Oui, j’étais hyper-fort à l’époque où tout était compliqué. Je redémarrai des ordinateurs six à sept fois par jour en enlevant des extensions et je pleurai de joie en voyant le premier film Quicktime™ sur un Mac Quadra. C’était une voiture sur une route de Californie, dans des lacets, qui soudainement s’envolait. J’étais fasciné.

Papa : on s’en fout. Tu y arrives ou pas ?

Oui bon. J’y arrive : on va passer par Bluetooth™ et par Youtube™ parce qu’on peut pas passer par Itunes™ ni par un disque dur externe et en plus, il faut avoir les CDs d’origine parce que bon. C’est un encouragement au piratage d’ailleurs, ce qui est paradoxal si tu savais ! Si ton téléphone était vu comme un disque dur externe, on y copierait la musique que l’on a achetée. Là, on copie ce que l’on n’a pas.

On peut pas copier ce qu’on a déjà ?

Si. Mais on n’a pas les mêmes goûts tu sais bien.

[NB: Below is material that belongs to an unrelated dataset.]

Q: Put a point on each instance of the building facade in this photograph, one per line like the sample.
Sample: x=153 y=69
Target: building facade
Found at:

En faisant tout cela devant l’œil incrédule de mon déjà adolescent, je m’aperçois que l’internet libre, le logiciel libre et même l’informatique un peu libre ont totalement disparu. A peine connecté, son téléphone coréen me demande via un programme Google™ si je veux sauvegarder mes mots de passe en ligne. J’ai à peine le temps de refuser que la synchronisation est déjà faite et que les identifiants de ma Freebox™ flottent quelque part dans le nuage de données qu’analysent les experts de la CIA ou du KGB à chaque seconde qui voit ma vie rétrécir. Puis mon nom apparaît ainsi que l’un de mes emails, afin d’ouvrir un compte Gmail™ au gamin. Dès que sa soeur entend cela, elle en réclame un aussi. J’espère que les deux derniers sont devant un DVD. Fini l’étanchéité et la Princesse de Clèves™.

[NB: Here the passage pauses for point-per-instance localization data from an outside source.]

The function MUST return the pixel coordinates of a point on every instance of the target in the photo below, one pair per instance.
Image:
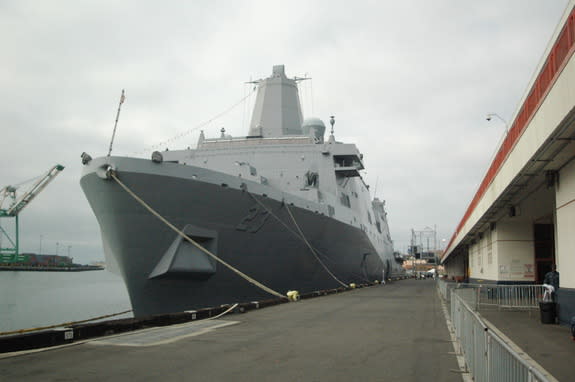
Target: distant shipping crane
(10, 254)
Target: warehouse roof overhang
(537, 145)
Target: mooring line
(299, 235)
(312, 250)
(63, 324)
(190, 240)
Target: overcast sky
(409, 82)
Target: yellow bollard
(293, 295)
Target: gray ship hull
(163, 274)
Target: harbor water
(34, 299)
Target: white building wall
(565, 228)
(515, 251)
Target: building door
(544, 245)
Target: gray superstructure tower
(277, 109)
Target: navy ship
(283, 205)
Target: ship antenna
(122, 99)
(332, 122)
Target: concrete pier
(391, 332)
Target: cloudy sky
(410, 82)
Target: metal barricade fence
(487, 356)
(501, 296)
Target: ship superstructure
(283, 204)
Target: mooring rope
(190, 240)
(63, 324)
(300, 235)
(311, 248)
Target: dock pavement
(393, 332)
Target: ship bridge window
(347, 165)
(311, 179)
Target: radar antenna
(332, 122)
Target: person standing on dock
(552, 278)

Papa, qu’est-ce qui t’arrive ?

Je me souviens du temps des promesses. Même avant internet, j’avais l’impression que l’on pouvait encore bidouiller les machines pour en faire ce que l’on voulait en faire. Puis l’internet libre est arrivé. Le logiciel libre aussi. Je n’y ai jamais cru mais je rêvais d’avoir tort. C’est parce que je sais bien que les libéraux ont raison à ce sujet. Le travail gratuit, c’est bien. Mais le développeur, ça s’achète. Je savais qu’un jour, le libre qui n’était pas complètement gratuit - c’est du moins ce que l’on commença à dire de lui - finirait payant ou très essoufflé. De là à penser que le logiciel commercial irait jusqu’à la Gestapo™, contrôlant en permanence mon identité pour filer mon email à des femmes Cougars™ habitant à Dinart alors que je vis à Bordeaux mais me faisant croire qu’elles sont de mon quartier c’est, c’est !

Papa, ça marche pas. Et je comprends rien à ce que tu dis.

Je dis qu’il faut re-brancher ton téléphone parce qu’il est à plat. Je dis que des gens inconnus savent déjà tout de toi. De la musique que tu écoutes, du nom de ta correspondante polonaise (Inimaginable), du sport que tu adores mais ça n’est pas le pire.

C’est quoi le pire ?

Le pire, c’est que tu trouveras tout cela tout-à-fait normal et que je n’ai jamais eu le courage d’en faire un vrai livre. Avec des anecdotes dedans et du fond. Orwell et Huxley se sont trompés : pour la servitude, nous serons volontaires. Il suffisait de passer par la case confort.